"I did not come to endure ill-temper!" she murmured. "Is the boy asleep?"
"Yes, we have taken him into the sitting-room, he is coughing again and his head is burning, so I wanted to have him in a warmer room."
"Isn't it warm here?"
"Since the funnel fell out, we cannot heat these rooms; Freyer tried to fit it in, but it smokes constantly. I wrote to your Highness last month asking what should be done. Freyer, too, reported a fortnight ago that the stove ought to be repaired, and the child moved to other apartments before the cold weather set in if Your Highness approved, but--we have had no answer. Now the little boy is ill--it is beginning to be very cold."
Madeleine von Waldenau bit her lips. Yes, it was true, the letters had been written--and in the whirl of society and visits she had forgotten them.
Now the child was ill--through her fault. She entered the sitting-room. Freyer stood waiting for her in a half defiant, half submissive attitude--half master, half servant.
The bearing was unlovely, like everything that comes from a false position. It displeased the countess and injured Freyer, though she had herself placed him in this situation. It made him appear awkward and clownish.

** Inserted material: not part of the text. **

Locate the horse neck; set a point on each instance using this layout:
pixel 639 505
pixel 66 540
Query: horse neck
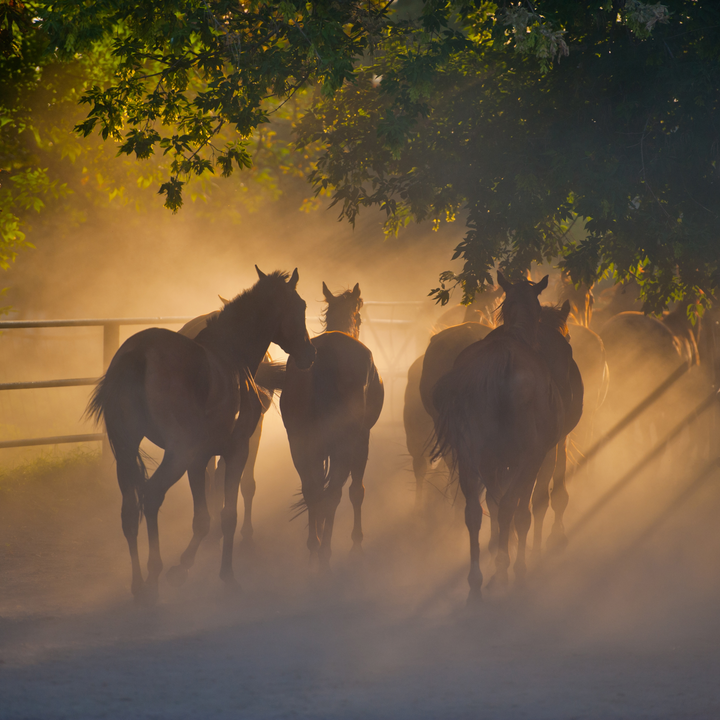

When, with careless hand, we have damaged a work of art and perceive that instead of improving we have marred it, we do not blame ourselves, but the botched object, and the innocent object must suffer because we have spoiled our own pleasure in it. It is the same with the work of art of creation--a human being.
There are some natures which can never leave things undisturbed, but seek to gain a creative share in everything by attempts at shaping and when convinced that it would have been better had they left the work untouched, they see in the imperfect essay, not their own want of skill, but the inflexibility of the material, pronounce it not worth the labor bestowed--and cast it aside.
The countess had one of these natures, so unconsciously cruel in their artistic experiments, and her marred object was--Freyer.